Film du mois

Josep

Josep

de Aurel

Avec
Sergi López
Gérard Hernandez
Bruno Solo

Genre : Animation,

Nationalité : France

Année de sortie : 2020

Durée : 01h20

Version : Couleur

Josep met en lumière une page un peu oubliée de notre histoire, celle de la Retirada, quand 500 000 républicains espagnols fuyant la dictature, après la prise, en février 1939, de Barcelone par les phalangistes franquistes, traversèrent les Pyrénées, espérant trouver refuge en France. Mais pour tout accueil ils furent parqués, dans des conditions indignes et sous surveillance policière, dans des camps, notamment à Argelès et à Rivesaltes. Parmi ces réfugiés se trouvait Josep Bartoli, dessinateur de presse. C'est son histoire, vraie, que retrace ce premier long métrage d'Aurel, lui-même dessinateur de presse pour Le Canard enchaîné ou Le Monde.
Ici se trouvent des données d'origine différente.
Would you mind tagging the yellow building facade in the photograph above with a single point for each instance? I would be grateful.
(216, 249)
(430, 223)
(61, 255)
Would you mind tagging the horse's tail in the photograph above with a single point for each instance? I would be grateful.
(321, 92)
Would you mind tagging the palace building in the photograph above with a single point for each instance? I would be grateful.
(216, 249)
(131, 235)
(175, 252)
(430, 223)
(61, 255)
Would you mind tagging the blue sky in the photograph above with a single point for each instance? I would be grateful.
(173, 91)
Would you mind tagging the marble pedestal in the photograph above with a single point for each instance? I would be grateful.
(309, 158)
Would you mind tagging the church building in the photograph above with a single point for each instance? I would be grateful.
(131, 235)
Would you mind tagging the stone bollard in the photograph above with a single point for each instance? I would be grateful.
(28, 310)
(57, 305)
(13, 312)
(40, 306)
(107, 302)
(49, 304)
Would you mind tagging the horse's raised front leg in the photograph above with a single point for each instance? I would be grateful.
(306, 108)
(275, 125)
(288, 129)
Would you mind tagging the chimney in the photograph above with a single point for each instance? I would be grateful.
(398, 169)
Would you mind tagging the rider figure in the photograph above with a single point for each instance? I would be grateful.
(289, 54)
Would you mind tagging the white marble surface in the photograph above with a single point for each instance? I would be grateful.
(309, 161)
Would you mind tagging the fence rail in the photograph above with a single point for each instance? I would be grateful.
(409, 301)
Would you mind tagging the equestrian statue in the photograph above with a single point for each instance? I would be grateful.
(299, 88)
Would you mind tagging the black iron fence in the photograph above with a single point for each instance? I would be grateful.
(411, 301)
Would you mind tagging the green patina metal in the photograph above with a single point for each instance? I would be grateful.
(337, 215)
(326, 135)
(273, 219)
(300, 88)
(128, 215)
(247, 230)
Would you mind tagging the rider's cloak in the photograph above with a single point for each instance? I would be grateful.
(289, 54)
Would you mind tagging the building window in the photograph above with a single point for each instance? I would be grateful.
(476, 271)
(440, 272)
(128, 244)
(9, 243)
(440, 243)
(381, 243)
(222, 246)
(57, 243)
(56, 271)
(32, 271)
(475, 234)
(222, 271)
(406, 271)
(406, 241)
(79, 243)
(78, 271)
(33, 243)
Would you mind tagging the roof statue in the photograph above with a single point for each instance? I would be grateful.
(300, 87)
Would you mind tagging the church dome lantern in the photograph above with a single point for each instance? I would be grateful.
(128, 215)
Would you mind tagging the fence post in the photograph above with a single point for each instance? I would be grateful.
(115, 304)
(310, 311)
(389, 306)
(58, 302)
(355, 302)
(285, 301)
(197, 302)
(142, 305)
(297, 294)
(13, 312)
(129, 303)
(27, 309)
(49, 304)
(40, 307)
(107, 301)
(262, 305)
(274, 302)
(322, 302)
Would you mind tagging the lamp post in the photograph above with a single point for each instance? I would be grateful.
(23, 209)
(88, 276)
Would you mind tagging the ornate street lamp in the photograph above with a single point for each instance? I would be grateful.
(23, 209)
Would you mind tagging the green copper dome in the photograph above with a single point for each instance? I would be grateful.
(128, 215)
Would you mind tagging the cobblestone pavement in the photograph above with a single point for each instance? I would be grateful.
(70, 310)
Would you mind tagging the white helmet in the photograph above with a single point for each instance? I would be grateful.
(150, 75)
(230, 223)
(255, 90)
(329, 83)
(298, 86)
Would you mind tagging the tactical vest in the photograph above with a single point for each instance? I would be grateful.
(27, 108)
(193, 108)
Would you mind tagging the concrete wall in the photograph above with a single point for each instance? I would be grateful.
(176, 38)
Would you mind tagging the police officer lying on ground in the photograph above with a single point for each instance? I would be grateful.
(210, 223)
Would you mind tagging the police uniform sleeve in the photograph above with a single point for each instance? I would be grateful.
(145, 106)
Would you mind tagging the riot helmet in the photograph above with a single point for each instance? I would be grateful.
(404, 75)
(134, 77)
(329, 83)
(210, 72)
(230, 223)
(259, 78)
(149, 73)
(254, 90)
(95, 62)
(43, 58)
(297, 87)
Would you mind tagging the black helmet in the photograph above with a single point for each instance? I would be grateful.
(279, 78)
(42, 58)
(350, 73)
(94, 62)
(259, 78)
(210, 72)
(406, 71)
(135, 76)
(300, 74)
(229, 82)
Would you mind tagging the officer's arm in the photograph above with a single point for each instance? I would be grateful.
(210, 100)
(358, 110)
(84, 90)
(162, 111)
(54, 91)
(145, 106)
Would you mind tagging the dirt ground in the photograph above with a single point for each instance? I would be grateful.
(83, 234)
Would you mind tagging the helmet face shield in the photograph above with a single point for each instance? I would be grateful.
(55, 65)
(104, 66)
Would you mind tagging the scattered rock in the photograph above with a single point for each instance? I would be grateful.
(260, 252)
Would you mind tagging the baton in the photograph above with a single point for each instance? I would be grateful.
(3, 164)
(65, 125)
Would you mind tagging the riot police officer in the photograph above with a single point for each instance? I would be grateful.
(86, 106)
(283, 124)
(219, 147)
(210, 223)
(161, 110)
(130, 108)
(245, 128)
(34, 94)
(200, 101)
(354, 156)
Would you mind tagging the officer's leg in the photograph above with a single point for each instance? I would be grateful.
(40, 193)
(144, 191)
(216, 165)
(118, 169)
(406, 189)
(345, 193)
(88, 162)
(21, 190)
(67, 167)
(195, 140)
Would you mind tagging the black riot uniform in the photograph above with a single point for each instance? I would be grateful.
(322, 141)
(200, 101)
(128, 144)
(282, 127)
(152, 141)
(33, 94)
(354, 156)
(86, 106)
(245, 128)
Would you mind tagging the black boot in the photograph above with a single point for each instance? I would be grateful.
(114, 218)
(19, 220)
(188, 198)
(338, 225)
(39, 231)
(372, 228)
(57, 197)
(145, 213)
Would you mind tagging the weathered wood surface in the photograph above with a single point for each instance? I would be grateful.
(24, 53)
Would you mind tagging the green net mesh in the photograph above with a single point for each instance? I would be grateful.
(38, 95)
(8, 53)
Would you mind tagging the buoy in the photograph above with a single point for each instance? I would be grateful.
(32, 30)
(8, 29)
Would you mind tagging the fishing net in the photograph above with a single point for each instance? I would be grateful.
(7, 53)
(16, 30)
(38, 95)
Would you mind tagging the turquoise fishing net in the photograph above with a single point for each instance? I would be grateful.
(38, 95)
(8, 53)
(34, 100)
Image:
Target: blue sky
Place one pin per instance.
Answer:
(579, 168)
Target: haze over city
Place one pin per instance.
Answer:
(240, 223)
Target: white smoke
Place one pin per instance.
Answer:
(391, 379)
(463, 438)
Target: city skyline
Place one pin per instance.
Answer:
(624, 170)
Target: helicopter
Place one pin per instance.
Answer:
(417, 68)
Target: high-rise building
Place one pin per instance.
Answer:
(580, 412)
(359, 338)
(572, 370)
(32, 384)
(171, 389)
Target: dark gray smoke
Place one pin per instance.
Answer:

Dans le camp Josep continue de dessiner sur tout ce qu'il trouve, tout en espérant retrouver sa compagne, Maria Valdès, qui a disparu pendant l'exode. Il se lie aussi avec Serge, un des gardiens (et un des rares doués d'humanité). C'est ce même Serge, alité et très âgé, qui raconte son histoire à son petit-fils adolescent, Valentin, intrigué par un dessin accroché sur le mur de la chambre de son grand-père.

Tout en nous faisant voyager de l'Espagne à la France, du Mexique (où on croise Frida Kahlo) aux États-Unis, Josep est une passionnante leçon d'histoire par le biais d'un destin exceptionnel. C'est aussi une œuvre graphiquement superbe et inventive, en insérant, par exemple, de façon très fluide les dessins de Bartoli et en jouant subtilement entre le noir et blanc et la couleur. Nouvelle preuve, s'il y en avait besoin, de la force et de la capacité du cinéma d'animation (comme dans Valse avec Bachir d’Ari Folman ou Le Voyage de Monsieur Crulic d’Anca Damian) à témoigner de sujets complexes et contemporains.

Écrit par Jean-Louis Milési, habituel complice de Robert Guédiguian, le film rend un magnifique hommage posthume à un homme qui fonda un syndicat des dessinateurs en 1936, fut commissaire politique du POUM (Parti Ouvrier d'Unification Marxiste) avant de partir aux États-Unis où il fréquenta Rothko ou Pollock, entre autres. Pour Josep Bartoli, décédé en 1995, le crayon était une arme comme en a témoigné son recueil de dessins (ceux que l'on voit dans le film) Campos de concentracion. En ces temps où l'acuité et la nécessité des dessinateurs de presse, caricaturistes et chroniqueurs de notre époque, est parfois remise en cause, l'importance du film d'Aurel ne fait aucun doute. JF

Ce film fait partie de la Sélection Officielle Cannes 2020.